I can hardly find two hours, but I can find fifteen to twenty minutes now and then to practice. I’m using a Stillman & Birn multimedia sketchbook and either my Blackwing pencils or a lead holder with a 2B lead.
We’ll see where it takes me.
Days 1 and 2:
Yes, it’s a still a bird but at least I broke my streak of posting fountain pen sketches. This time around a used a Wikimedia Commons photo and my Inktense pencils and blocks. I’ve used Inktense a lot but almost always as a background with pastels or colored pencil layered over it. I had forgotten how wonderful they are to use from beginning to end. They layer beautifully, create interesting washes, and the white can be as translucent or opaque as needed–a real treat for someone who’s always struggling with saving white paper for highlights.
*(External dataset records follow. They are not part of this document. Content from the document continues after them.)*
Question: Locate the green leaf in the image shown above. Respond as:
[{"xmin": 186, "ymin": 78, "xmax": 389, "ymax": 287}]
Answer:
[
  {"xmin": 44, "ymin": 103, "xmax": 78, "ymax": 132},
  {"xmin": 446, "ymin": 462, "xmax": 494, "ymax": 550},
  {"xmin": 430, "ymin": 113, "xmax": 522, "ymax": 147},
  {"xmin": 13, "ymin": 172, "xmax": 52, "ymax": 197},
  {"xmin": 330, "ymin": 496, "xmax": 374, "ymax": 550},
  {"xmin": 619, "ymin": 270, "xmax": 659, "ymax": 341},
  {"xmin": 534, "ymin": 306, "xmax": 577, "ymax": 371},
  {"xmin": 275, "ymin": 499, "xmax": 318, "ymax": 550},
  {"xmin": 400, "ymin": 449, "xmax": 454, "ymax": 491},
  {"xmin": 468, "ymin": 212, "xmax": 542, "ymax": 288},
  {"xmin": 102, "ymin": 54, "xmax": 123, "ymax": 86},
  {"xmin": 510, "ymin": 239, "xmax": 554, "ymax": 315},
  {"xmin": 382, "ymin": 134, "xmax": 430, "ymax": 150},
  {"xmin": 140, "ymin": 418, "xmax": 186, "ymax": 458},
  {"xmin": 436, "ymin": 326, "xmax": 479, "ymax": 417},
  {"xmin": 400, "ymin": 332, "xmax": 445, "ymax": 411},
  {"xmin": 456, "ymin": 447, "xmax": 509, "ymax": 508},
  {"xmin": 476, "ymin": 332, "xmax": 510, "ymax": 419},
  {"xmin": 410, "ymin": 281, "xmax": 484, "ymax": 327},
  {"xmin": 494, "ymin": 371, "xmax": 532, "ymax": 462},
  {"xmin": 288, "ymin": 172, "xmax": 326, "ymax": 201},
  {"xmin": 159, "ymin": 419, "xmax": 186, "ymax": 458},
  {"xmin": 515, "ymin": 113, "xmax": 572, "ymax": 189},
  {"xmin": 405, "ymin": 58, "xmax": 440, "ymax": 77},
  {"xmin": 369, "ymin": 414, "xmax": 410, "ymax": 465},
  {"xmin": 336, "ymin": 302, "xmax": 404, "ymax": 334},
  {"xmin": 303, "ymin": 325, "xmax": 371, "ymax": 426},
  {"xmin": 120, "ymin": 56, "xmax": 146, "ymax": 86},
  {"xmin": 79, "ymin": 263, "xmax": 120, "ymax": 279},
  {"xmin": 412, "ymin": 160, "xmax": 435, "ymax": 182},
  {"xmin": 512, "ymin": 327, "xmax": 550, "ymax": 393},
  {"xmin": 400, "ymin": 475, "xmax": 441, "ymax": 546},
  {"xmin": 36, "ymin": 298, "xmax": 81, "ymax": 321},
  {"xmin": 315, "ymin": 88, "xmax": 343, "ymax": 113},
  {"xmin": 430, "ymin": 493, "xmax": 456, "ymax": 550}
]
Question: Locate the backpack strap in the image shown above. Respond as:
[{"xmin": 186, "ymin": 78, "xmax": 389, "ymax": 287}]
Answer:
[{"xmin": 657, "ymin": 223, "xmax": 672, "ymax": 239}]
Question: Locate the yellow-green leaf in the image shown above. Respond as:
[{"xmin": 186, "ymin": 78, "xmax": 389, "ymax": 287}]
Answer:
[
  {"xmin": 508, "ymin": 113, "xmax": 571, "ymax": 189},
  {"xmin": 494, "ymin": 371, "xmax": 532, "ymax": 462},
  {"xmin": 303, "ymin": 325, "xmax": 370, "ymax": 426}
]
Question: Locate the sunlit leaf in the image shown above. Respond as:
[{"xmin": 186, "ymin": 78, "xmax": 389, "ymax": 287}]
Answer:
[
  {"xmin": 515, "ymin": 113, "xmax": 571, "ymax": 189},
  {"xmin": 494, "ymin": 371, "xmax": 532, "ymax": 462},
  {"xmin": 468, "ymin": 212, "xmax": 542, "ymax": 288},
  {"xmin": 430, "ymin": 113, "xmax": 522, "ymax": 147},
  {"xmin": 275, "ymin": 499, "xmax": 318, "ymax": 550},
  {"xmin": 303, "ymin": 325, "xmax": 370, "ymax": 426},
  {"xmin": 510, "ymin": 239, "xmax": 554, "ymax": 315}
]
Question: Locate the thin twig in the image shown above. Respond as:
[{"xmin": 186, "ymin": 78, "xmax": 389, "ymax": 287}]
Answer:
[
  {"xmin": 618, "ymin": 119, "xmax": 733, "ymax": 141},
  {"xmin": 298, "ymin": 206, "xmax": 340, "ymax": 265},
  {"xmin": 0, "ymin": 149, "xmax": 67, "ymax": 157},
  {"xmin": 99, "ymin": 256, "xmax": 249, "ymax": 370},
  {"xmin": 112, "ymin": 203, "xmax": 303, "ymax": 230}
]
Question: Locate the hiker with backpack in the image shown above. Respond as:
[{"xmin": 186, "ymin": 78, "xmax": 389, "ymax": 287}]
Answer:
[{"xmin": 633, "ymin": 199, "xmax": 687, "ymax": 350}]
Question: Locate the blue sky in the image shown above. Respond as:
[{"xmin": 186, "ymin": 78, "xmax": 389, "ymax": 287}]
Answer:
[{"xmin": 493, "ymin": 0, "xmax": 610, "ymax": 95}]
I love how this crow turned out and wish I would have gone to the trouble to use better paper with this one.
I’ve been surprised at how hard it is to draw deer. I thought they’d be more like horses, but they’re their own thing with huge eyes and ears, delicate legs, and narrow faces.
I used all three versions of Blackwing pencils for these. So far, my favorite sketching pencil is the Pearl, which has a medium hardness. A close second is the regular, inky dark Blackwing, but I use them all and they’ve become my favorite drawing pencils.
I’m trying not to spend more than about 20 minutes on these, but the other day I wondered what it’d be like to do an entire drawing in graphite instead of only using it only in sketches. I’d certainly have to learn how to draw backgrounds.
What a challenge for me. Sketching Pete rolling meant he wasn’t standing still, squared up, and looking pretty. Instead, he was crunched, twisted, and all crazy looking. My goal of learning to draw horses in motion has been really enlightening.